Top Stock Picks For 2025 — The 12 shares that should be on your radar – CNBC TV18
Brokerage firm JM Financial has listed out 12 bottom-up stocks that it wants investors to bet on for 2025. These range from Nifty names like Maruti Suzuki Ltd. and Axis Bank Ltd. to broader market names like KPIT Tech, Havells, BHEL and even Zee Entertainment. The potential upside for these stocks ranges from 9% to as high as 50% for 2025. Here is a look at these names.
Axis Bank | JM Financial has a price target of ₹1,425 on Axis Bank, implying a potential upside of 22.5%. The lender’s ability to navigate tight liquidity conditions, moderation in opex and control on credit costs should help sustain its outperformance over peers. JM Financial sees limited valuation downside from current levels.

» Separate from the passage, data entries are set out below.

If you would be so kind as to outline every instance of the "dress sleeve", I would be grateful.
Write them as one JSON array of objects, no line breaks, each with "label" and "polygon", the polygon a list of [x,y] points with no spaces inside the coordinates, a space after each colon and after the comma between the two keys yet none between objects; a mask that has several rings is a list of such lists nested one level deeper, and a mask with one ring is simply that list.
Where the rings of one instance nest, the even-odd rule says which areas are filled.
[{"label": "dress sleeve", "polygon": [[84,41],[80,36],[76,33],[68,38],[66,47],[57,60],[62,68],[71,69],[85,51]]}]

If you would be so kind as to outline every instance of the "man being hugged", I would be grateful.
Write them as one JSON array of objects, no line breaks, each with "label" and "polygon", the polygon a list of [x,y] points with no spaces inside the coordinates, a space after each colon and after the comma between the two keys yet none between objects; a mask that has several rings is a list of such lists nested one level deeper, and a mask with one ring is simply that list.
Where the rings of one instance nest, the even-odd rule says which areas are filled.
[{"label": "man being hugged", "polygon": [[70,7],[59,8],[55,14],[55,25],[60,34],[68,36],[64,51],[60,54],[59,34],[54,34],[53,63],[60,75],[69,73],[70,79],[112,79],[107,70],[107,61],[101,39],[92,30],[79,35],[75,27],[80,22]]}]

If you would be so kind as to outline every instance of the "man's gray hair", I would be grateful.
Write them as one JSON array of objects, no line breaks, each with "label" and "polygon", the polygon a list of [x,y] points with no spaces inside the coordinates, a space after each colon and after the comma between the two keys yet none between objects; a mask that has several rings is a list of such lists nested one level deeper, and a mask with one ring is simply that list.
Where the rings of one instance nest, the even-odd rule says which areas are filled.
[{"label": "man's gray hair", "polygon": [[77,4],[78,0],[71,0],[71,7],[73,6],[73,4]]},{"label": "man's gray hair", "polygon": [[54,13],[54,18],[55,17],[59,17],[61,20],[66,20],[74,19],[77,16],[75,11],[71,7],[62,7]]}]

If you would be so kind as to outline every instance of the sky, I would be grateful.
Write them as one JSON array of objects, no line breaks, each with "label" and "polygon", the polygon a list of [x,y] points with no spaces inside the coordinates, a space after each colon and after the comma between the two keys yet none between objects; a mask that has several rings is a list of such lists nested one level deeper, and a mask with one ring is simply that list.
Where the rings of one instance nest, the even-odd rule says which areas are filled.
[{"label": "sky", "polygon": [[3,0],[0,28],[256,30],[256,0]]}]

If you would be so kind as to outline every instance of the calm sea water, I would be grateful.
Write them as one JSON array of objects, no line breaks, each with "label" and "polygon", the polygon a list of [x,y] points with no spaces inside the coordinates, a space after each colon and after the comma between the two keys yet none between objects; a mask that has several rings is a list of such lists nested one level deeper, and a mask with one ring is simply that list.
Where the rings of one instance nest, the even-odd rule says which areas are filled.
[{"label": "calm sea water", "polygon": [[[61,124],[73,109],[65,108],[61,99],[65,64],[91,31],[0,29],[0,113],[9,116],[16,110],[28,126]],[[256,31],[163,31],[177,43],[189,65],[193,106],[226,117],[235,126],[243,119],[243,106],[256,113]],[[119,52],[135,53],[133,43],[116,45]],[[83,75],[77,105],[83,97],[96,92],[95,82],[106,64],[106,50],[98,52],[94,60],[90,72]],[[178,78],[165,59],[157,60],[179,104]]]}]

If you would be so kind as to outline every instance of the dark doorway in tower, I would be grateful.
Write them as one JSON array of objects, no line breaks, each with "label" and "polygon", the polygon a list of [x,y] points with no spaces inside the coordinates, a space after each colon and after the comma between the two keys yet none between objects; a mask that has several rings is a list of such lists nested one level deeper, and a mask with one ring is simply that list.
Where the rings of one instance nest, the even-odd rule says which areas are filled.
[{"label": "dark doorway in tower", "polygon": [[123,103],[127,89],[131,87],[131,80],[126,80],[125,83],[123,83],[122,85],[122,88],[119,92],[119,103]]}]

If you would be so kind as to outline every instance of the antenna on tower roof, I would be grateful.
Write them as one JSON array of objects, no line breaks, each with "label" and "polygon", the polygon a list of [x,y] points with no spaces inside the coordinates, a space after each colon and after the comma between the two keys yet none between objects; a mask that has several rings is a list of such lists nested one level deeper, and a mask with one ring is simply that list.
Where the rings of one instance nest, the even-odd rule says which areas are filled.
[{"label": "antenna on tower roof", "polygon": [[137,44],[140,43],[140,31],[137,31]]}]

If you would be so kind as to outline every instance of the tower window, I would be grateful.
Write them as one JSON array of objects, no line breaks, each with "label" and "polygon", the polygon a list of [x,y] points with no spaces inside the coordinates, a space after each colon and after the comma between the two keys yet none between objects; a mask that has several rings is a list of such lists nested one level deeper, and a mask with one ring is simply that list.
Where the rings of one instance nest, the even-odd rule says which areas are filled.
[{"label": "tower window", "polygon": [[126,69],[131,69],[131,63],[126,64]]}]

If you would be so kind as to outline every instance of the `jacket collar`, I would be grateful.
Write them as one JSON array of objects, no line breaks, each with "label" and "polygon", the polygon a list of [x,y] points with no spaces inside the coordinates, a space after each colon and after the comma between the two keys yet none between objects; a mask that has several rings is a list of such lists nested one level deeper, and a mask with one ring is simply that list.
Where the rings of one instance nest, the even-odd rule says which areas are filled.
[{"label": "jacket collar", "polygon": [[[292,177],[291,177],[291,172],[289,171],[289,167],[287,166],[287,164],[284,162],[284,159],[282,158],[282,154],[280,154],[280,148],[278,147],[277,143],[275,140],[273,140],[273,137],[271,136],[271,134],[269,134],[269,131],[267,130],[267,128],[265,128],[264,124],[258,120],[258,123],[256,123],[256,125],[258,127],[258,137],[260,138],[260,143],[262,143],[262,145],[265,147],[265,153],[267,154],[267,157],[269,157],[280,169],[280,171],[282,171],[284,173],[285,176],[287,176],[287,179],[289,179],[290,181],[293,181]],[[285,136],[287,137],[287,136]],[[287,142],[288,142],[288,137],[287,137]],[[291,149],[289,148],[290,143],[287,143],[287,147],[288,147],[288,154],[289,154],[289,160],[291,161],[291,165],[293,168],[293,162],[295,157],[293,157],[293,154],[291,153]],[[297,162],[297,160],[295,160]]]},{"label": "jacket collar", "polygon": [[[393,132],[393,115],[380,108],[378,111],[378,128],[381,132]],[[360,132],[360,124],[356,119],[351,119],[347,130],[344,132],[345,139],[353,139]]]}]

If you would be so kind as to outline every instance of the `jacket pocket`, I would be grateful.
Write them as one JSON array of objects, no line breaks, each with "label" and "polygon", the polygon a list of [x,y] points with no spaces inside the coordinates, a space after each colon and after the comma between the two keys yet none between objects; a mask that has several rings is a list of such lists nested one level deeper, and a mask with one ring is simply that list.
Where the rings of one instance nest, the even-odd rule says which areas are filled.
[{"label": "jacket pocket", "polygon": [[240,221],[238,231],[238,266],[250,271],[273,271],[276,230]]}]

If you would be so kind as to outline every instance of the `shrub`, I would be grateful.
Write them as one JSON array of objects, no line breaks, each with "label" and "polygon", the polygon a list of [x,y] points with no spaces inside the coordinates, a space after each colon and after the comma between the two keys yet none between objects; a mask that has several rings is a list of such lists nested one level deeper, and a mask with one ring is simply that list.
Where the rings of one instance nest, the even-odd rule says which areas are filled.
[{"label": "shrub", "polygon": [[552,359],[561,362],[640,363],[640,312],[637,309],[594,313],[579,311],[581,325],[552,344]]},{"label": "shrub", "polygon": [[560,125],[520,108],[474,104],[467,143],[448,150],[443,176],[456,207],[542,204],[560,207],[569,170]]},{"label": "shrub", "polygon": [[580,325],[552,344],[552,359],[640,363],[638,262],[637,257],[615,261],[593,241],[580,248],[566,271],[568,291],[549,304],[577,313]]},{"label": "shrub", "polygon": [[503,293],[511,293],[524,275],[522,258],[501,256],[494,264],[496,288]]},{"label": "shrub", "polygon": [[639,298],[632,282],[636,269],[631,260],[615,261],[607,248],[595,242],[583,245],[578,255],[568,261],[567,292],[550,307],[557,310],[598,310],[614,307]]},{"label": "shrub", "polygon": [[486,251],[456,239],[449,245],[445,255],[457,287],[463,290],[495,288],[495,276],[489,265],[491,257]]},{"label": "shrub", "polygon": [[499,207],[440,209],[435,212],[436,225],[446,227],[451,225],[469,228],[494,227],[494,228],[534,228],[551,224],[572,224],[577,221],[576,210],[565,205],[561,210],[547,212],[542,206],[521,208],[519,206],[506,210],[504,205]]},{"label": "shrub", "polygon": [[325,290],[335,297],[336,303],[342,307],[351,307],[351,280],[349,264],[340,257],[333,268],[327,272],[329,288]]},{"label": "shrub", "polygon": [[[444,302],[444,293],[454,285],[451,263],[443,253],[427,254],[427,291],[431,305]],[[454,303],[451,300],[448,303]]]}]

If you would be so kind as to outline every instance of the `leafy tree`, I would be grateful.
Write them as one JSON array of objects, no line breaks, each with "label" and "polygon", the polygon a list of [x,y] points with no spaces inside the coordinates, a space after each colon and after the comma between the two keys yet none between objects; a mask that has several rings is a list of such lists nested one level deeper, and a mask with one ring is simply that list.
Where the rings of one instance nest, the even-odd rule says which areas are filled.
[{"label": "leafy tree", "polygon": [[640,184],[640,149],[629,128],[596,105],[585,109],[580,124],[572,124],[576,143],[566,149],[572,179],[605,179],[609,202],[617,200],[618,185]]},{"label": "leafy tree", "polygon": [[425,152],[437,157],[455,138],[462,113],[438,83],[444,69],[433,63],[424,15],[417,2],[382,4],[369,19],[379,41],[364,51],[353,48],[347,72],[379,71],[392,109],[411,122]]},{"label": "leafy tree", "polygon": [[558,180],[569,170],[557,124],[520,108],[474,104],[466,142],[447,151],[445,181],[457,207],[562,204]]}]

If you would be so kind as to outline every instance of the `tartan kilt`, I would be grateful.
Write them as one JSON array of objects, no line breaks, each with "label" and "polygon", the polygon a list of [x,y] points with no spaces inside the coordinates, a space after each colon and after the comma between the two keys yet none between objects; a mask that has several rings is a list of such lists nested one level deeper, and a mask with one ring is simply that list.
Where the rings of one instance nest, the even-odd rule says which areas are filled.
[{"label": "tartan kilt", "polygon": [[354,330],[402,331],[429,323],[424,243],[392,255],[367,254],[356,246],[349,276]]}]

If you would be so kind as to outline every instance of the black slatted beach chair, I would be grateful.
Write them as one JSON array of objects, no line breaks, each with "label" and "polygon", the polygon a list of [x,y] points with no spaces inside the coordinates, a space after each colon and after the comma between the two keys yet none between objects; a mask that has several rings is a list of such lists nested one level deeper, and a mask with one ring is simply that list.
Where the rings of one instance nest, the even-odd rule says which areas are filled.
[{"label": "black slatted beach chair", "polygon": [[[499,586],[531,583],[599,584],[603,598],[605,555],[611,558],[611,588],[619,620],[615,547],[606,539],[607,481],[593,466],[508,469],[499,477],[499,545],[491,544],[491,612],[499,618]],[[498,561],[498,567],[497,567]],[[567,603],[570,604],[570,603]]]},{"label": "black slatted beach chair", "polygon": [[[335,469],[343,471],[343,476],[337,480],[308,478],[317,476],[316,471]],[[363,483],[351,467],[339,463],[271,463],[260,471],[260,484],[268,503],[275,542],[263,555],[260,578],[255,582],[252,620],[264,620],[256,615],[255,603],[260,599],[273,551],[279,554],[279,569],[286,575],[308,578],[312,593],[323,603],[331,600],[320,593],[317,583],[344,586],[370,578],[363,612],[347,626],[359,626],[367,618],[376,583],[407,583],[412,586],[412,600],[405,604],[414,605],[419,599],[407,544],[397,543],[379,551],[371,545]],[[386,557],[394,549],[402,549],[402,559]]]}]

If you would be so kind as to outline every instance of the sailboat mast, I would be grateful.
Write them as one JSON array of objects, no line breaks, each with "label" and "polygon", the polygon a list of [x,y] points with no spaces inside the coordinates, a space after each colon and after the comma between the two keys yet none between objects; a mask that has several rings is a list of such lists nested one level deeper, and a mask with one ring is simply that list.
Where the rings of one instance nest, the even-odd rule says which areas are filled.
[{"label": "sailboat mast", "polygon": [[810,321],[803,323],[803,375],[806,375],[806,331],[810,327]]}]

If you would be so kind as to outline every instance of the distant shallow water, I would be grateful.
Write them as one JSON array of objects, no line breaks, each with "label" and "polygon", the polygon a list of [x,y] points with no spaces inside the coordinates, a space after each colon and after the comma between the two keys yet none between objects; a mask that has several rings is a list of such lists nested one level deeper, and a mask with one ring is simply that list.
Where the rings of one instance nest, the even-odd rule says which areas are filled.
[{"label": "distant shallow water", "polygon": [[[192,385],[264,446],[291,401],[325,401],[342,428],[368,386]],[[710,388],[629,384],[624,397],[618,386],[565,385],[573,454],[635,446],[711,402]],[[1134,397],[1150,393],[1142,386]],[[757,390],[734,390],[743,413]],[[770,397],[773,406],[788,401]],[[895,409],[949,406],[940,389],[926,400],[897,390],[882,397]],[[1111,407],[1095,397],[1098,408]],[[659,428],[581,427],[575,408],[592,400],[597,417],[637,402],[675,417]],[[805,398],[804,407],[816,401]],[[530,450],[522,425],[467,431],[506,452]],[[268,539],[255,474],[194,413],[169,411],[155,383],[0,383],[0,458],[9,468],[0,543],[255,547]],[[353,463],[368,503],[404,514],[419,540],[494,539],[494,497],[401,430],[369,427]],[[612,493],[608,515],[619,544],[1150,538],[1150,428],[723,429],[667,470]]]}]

Nippon AMC | JM Financial has a price target of ₹800 on the stock, implying a potential upside of 9% from current levels. It calls the stock fairly valued and projects a net profit CAGR of 19.5% over financial year 2024-2027.
Maruti Suzuki | JM Financial expects a 35% upside for India’s largest passenger car manufacturer as it ascribes a price target of ₹15,250 for the stock. A favourable shift in the powertrain mix is still underappreciated by the street, according to the brokerage, who also expects this move to drive healthy operating leverage.
Samvardhana Motherson | JM Financial has a price target of ₹210 for the stock, which implies a potential upside of 25.7% from current levels. It attributes the outperformance to higher content per vehicle owing to premiumusation and hybridisation. “The company, with its global presence, wide customer base and expanding product portfolio presents a multi-year growth opportunity,” the brokerage said.
Ahluwalia Contracts | JM Financial has a price target of ₹1,315 for the stock, implying a potential upside of 22.7% from current levels. The brokerage is factoring in an Earnings Per Share (EPS) CAGR of 30% over financial year 2024-2027, driven by strong revenue growth and margin expansion due to better project mix.
KPIT Tech | A ₹2,040 target for the stock implies a potential upside of 33.1% for this midcap IT name. JM Financial believes that despite the recent headwinds, KPIT will still deliver a 17% revenue CAGR over financial year 2024-2027 compared to estimates of 17.5% and a 22% EPS CAGR. Operating leverage and offshoring are key levers for margin expansion going forward.
Zee Entertainment | Shares of Zee Entertainment have more than halved from their peak and JM Financial has a price target of ₹200 on the stock, implying a potential upside of 41% from current levels. It expects better profits for Zee as merger related settlements are closed and one-off expenses should now be behind. JM Financial believes that for a media company with a 17% viewership share, the stock is undervalued.
Havells | JM Financial has a price target of ₹2,031 for the stock, implying a potential upside of 18.4% from current levels. It expects volumes for Havells to grow based on a pick-up in construction activity, demand improvement and market share gains. It expects a revenue CAGR (ex-Lloyd) of 15% over financial year 2024-2027 for Havells. It values Havells at a premium based on its strong brand, distribution, in-house manufacturing, export opportunity, market share gains, strong balance sheet and better return ratios.
Cyient DLM | A stock with one of the highest return potential, JM Financial has a price target of ₹960 for the stock, which implies a potential upside of 45% from the current price. The company is also diversifying revenue through inorganic expansions due to which it projects a revenue, EBITDA and net profit CAGR of 44%, 54% and 66% over financial year 2024-2026. Substantial export share is a key risk due to global inflation, economic downturns and geopolitical uncertainties.
Metropolis | JM Financial has a price target of ₹2,500 on the stock, implying a potential upside of 14.3%. It expects a 30% EPS CAGR over financial year 2024-2027 and 25% over financial year 2025-2027. The reduction in competitive intensity, margin expansion and inorganic expansion suggest a favourable outlook for Metropolis, according to JM Financial.
BHEL | The state-run company has a potential upside of 49% from current levels, based on the price target of ₹371. It expects a revenue and EBITDA CAGR of 30% and 103% over financial year 2024-2027. The company appears to have regained its growth trajectory due to a growing and executable order book, pick-up in execution and better margins.